Perguntas frequentes sobre como se locomover em Milão

Qual a melhor forma de se locomover em Milão?

A combinação de metrô, tram, ônibus e caminhadas. A rede da ATM é integrada, relativamente barata e cobre bem as áreas turísticas. No centro, boa parte do roteiro clássico dá pra fazer a pé.

Quanto custa o transporte público em Milão?

O bilhete unitário (válido por 90 minutos em metrô, ônibus e tram) costuma ficar em torno de € 2,20. O diário gira perto de € 7,60 e o de 3 dias em torno de € 15 a 16. Crianças até cerca de 14 anos viajam de graça com um adulto.

O metrô de Milão funciona até que horas?

Em geral abre por volta das 5h30/6h e fecha perto das 0h30, com extensão até cerca de 1h40 aos sábados. Em 25 de dezembro e 1º de maio opera reduzido, normalmente das 7h às 19h30.

Vale a pena alugar carro pra circular em Milão?

Não. A cidade é compacta, caminhável e tem as Zonas de Tráfego Limitado (ZTL), com multas altas. Carro só compensa se você for fazer uma road trip pela Itália a partir de Milão.

Como ir do aeroporto ao centro de Milão?

De Linate, dá pra usar o ônibus 73 (bilhete comum ATM) ou a metrô M4. De Malpensa, há o Malpensa Express, shuttle e táxi. De Orio al Serio (Bergamo), o ônibus shuttle leva até a Stazione Centrale. Transfer privado é a opção mais cômoda.
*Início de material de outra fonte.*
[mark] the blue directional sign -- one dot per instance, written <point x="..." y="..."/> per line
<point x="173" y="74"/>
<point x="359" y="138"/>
Preciso validar o bilhete mesmo no ônibus e no tram?

Sim, sempre. Mesmo que você já tenha validado no metrô, ao pegar ônibus ou tram dentro do tempo de validade é preciso validar de novo. E guarde o bilhete até o fim do trajeto, porque a fiscalização pode pedir.

Economize ao máximo na sua viagem a Milão:

No fim das contas, se locomover em Milão é bem mais simples do que parece. A gente sempre faz o mesmo: caminha bastante pelo centro, pega o tram pra um passeio cênico e usa o metrô pros trajetos mais longos, tudo com o mesmo bilhete. Planeje o tipo de bilhete pelo seu ritmo e curta a cidade sem dor de cabeça!